In response to the TIGTA conclusions, the IRS said that it would investigate establishing a tax gap advisory panel.
SENATORS REQUEST TAX INFO ON OIL AND GAS COMPANIES: As their colleagues floated talks of $100 gas-rebate checks for taxpayers, the heads of the Senate Finance Committee asked the Internal Revenue Service to provide tax and financial information on the nation's largest oil and gas companies. Senate Finance Committee chair Chuck Grassley, R-Iowa, and ranking member Max Baucus, D-Mont., announced that they are planning a comprehensive review of federal taxes paid by oil and gas companies on profits.
In a letter to IRS Commissioner Mark Everson, the senators asked to inspect the annual federal corporate income tax returns for the past five years for the 15 largest oil and gas companies, based on sales. The senators said that the information will help them better understand the federal tax posture of the industry.
IRS PARTNERS WITH STATES AGAINST MONEY LAUNDERING: The Internal Revenue Service announced agreements with 33 states and Puerto Rico to begin sharing information to ensure that money services businesses are complying with laws to report unusual cash transactions and other suspicious activities.
Passed in 1970, the Bank Secrecy Act requires financial institutions to help the government prevent money laundering by keeping records on customers' cash purchases of negotiable instruments, filing reports of daily cash transactions exceeding $10,000, and reporting suspicious activity.
The IRS already has agreements with states for the exchange of tax information. The new agreement will allow the agency and participating states to share enforcement leads and coordinate their efforts to make sure they are performing the necessary checks on the businesses without overlapping efforts.
Colorado, Hawaii, Montana, New Hampshire, New Mexico and Montana cannot enter into such agreements with the IRS, either because state law prohibits them from doing so, or because they don't have the authority themselves to regulate the industry.
KPMG MAKES PROGRESS ON SHELTER LAWSUIT: KPMG moved a bit closer to putting another piece of its tax shelter troubles in the past, filing court papers that more than 200 investors have agreed to a settlement in a class-action lawsuit against the accounting firm and law firm Sidley Austin Brown & Wood LLP.
Of the 284 eligible investors, 55 opted out of the settlement, down slightly from the 64 individuals who had forced the parties to shelve a $195 million settlement agreement in early February. With more than 80 percent of eligible participants now on board, spokespeople for KPMG and lawyers at Milberg Weiss Bershad & Schulman said that the settlement should now move forward without additional problems.

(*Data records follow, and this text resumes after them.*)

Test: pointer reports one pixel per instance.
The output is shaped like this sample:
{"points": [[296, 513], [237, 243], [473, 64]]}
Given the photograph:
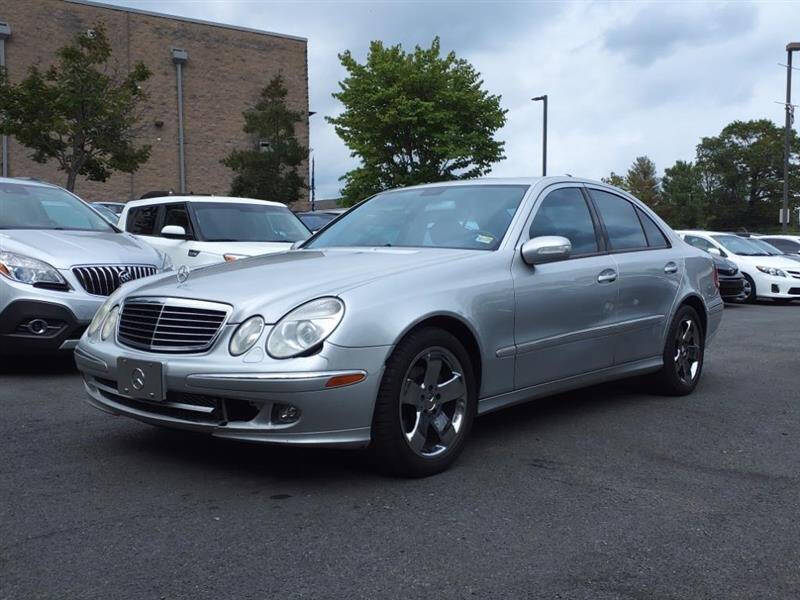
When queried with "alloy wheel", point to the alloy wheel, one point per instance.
{"points": [[687, 350], [433, 402]]}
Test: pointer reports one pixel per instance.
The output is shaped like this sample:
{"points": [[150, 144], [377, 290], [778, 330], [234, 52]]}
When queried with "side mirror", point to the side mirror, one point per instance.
{"points": [[174, 232], [546, 248]]}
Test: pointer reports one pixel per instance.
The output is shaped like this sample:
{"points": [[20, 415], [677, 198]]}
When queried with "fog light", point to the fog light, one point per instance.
{"points": [[37, 326], [285, 413]]}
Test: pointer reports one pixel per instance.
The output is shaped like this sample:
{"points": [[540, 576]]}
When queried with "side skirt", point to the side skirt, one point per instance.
{"points": [[639, 367]]}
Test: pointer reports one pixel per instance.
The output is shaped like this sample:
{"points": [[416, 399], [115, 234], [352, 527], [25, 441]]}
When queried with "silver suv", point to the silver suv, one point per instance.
{"points": [[59, 260]]}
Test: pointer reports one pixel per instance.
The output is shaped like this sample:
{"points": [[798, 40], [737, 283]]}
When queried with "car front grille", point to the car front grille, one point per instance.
{"points": [[170, 324], [103, 280]]}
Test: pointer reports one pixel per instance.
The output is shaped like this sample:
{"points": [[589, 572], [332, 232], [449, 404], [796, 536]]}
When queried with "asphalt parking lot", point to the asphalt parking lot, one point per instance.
{"points": [[601, 493]]}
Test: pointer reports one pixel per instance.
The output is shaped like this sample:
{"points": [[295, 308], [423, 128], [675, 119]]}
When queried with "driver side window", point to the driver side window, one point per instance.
{"points": [[564, 212]]}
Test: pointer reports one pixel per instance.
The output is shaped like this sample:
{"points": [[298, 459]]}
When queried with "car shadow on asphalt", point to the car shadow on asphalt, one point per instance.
{"points": [[50, 364]]}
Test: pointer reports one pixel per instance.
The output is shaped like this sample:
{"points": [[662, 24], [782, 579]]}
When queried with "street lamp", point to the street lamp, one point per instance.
{"points": [[791, 47], [544, 133]]}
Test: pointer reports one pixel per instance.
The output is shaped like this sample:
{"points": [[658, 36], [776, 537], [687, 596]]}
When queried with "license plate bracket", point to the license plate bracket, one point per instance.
{"points": [[140, 379]]}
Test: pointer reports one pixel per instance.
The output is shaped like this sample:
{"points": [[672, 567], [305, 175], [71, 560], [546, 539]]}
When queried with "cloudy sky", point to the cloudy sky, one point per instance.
{"points": [[624, 79]]}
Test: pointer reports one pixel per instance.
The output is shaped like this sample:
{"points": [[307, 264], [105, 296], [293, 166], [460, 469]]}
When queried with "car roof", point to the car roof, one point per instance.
{"points": [[200, 199], [27, 181]]}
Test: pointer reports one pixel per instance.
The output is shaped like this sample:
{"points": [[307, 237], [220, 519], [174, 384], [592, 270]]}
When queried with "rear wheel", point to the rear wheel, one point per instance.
{"points": [[749, 290], [426, 404], [684, 351]]}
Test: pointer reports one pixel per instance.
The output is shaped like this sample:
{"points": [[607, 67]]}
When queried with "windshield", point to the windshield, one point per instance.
{"points": [[457, 216], [25, 206], [736, 245], [766, 247], [231, 222]]}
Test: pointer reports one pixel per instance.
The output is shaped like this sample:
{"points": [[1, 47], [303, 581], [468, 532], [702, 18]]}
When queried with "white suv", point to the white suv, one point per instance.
{"points": [[766, 276], [203, 230]]}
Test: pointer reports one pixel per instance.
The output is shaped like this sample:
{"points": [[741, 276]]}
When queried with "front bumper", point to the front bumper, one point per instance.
{"points": [[227, 397]]}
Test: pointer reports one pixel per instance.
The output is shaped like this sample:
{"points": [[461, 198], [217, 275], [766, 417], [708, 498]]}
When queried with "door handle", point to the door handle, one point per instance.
{"points": [[607, 276]]}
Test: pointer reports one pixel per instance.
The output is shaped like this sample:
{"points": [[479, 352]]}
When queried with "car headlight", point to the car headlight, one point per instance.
{"points": [[110, 324], [305, 327], [246, 335], [28, 270], [99, 317], [772, 271]]}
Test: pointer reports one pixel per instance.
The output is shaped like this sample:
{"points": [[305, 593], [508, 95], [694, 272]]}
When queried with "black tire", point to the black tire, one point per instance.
{"points": [[391, 446], [750, 295], [678, 376]]}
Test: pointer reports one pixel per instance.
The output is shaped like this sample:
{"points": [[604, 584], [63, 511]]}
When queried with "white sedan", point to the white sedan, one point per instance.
{"points": [[203, 230], [774, 277]]}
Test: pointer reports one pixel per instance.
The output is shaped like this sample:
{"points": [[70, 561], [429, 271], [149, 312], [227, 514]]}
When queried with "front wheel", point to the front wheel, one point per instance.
{"points": [[426, 404], [749, 290], [684, 351]]}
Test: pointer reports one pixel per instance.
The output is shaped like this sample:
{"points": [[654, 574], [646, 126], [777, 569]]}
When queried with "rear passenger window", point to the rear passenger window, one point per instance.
{"points": [[142, 220], [564, 212], [622, 225], [655, 237]]}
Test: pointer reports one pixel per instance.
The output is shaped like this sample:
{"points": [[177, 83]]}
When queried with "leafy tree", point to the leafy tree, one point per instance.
{"points": [[78, 112], [615, 180], [684, 201], [641, 180], [744, 167], [269, 170], [414, 118]]}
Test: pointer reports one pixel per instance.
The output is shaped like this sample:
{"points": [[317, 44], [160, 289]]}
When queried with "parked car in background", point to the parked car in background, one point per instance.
{"points": [[317, 219], [203, 230], [418, 309], [773, 277], [108, 214], [731, 281], [788, 244], [115, 207], [59, 260]]}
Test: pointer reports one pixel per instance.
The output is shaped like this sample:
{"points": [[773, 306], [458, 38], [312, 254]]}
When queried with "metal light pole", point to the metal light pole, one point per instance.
{"points": [[788, 135], [544, 132], [5, 33]]}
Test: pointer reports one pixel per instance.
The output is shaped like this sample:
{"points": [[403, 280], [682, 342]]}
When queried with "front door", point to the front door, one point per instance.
{"points": [[650, 272], [565, 310]]}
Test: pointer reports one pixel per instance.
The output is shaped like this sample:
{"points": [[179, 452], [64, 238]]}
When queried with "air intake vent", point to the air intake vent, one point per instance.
{"points": [[103, 280], [171, 324]]}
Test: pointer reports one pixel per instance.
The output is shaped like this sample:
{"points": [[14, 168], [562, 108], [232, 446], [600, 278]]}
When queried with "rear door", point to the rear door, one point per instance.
{"points": [[564, 310], [650, 271]]}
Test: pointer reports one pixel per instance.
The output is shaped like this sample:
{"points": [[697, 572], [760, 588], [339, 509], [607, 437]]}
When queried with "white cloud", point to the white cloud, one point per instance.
{"points": [[622, 79]]}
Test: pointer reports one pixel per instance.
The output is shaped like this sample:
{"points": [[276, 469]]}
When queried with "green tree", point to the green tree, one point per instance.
{"points": [[79, 112], [269, 169], [615, 180], [641, 180], [414, 118], [684, 202], [744, 173]]}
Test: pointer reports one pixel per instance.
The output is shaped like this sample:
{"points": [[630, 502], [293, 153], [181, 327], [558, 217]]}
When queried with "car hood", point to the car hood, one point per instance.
{"points": [[63, 249], [272, 284]]}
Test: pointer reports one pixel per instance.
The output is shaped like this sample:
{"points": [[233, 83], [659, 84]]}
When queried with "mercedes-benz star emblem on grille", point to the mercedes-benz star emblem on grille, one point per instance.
{"points": [[137, 379], [182, 274]]}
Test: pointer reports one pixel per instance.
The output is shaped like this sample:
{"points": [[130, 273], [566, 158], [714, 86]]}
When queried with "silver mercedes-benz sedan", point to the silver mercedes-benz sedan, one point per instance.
{"points": [[397, 324]]}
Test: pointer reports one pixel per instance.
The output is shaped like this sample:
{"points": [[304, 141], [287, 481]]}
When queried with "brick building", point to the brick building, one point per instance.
{"points": [[225, 68]]}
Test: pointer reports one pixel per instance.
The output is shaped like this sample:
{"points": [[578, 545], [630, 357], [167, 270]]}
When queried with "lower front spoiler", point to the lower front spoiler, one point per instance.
{"points": [[242, 431]]}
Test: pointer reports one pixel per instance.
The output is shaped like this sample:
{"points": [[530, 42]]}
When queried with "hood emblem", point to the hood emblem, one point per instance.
{"points": [[182, 274]]}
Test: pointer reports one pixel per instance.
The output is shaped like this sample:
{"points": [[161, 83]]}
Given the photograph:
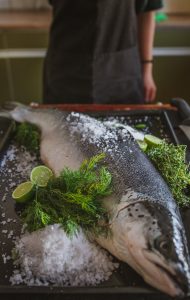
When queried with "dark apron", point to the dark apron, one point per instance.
{"points": [[93, 53]]}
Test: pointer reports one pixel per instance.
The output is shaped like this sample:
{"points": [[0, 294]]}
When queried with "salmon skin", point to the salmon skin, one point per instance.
{"points": [[146, 226]]}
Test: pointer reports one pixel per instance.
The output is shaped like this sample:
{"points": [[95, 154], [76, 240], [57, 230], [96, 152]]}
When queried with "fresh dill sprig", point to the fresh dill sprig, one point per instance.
{"points": [[74, 200], [170, 162], [28, 135]]}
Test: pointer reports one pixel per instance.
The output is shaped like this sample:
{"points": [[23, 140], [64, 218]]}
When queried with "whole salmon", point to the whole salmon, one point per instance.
{"points": [[147, 230]]}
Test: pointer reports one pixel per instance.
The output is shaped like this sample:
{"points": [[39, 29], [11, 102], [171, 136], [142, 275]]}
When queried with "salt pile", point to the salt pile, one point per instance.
{"points": [[49, 256]]}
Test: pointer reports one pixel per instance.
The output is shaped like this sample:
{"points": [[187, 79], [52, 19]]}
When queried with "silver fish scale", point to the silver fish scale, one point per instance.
{"points": [[127, 163]]}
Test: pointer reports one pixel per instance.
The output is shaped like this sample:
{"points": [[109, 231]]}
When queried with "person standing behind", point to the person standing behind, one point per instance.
{"points": [[100, 51]]}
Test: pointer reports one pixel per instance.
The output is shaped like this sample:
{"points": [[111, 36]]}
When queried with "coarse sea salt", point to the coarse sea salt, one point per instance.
{"points": [[49, 256]]}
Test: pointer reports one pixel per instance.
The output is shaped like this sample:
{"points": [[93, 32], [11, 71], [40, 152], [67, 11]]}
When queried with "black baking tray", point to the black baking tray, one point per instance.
{"points": [[125, 283]]}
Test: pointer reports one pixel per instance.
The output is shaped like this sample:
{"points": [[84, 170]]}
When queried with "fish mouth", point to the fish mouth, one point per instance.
{"points": [[178, 278]]}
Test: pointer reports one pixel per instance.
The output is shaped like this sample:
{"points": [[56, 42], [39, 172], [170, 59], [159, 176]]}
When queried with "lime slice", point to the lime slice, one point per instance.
{"points": [[40, 175], [140, 126], [143, 145], [152, 140], [24, 192]]}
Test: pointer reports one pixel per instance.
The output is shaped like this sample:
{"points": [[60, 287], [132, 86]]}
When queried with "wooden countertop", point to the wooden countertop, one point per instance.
{"points": [[40, 20], [25, 19]]}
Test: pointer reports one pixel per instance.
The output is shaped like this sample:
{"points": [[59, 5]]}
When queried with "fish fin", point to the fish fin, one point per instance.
{"points": [[10, 105], [5, 114]]}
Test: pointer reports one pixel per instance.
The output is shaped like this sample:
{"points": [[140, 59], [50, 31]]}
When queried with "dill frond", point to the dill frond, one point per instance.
{"points": [[170, 162], [74, 200]]}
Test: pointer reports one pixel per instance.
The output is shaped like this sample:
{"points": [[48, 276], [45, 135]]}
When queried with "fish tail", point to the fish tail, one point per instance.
{"points": [[14, 110]]}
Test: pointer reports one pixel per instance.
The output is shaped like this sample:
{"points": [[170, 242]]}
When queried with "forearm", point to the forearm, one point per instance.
{"points": [[146, 30]]}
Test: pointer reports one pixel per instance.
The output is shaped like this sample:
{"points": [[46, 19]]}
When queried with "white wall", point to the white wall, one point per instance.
{"points": [[23, 4]]}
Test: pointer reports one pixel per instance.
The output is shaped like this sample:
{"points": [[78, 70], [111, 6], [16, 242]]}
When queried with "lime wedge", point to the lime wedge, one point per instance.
{"points": [[40, 175], [143, 145], [140, 126], [152, 140], [24, 192]]}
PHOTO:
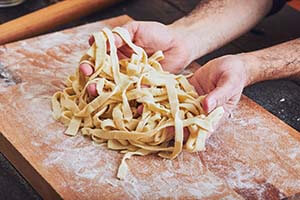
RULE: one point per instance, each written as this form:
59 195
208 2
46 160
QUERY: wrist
251 65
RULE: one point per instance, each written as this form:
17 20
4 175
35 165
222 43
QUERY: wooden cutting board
252 155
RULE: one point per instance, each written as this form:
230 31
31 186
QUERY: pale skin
210 25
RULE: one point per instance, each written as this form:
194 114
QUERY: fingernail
91 40
86 69
211 104
92 90
140 109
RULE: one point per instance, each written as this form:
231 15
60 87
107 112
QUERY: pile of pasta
112 118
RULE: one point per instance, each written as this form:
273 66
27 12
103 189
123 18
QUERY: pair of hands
222 79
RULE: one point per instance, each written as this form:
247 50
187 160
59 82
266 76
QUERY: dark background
280 97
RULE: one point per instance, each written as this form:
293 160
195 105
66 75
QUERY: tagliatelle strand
124 85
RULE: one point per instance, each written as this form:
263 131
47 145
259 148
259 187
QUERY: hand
151 36
223 80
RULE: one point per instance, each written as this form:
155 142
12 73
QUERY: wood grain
252 155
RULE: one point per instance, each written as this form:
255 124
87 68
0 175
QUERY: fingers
140 109
92 91
171 132
86 69
220 95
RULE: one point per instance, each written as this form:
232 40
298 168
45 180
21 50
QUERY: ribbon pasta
112 117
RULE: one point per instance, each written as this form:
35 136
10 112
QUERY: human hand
151 36
223 80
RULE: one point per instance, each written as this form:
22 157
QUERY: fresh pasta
112 117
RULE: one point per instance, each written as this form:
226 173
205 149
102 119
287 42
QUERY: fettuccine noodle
112 117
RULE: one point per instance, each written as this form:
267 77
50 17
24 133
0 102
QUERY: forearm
214 23
280 61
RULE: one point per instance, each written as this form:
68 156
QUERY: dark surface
281 97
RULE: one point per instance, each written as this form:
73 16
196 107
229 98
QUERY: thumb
219 96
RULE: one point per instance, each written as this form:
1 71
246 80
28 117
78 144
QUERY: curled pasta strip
123 85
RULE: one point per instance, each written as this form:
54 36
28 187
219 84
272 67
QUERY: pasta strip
137 103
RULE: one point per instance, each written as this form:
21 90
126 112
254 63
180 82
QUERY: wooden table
281 97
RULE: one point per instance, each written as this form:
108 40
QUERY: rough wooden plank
236 149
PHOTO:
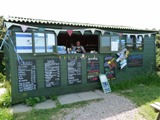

The settlement covers four tax shelters offered by KPMG that the Internal Revenue Service has said are abusive and helped the 600 taxpayers who bought them avoid about $2.5 billion in taxes. Investors opting out of the settlement can still pursue individual claims.
The two firms agreed to pay plaintiffs' legal fees of up to $30 million as part of the settlement. KPMG, which sold the questionable tax shelters, will cover the bulk of the settlement, while Chicago law firm Sidley Austin, which gave legal advice on the structures, will pay about 20 percent of the settlement.
KPMG admitted criminal wrongdoing in creating the shelters and agreed to pay $456 million in penalties in September, as a grand jury in New York indicted more than a dozen former KPMG executives and a lawyer for Sidley Austin. Former clients have since brought dozen of lawsuits against KPMG.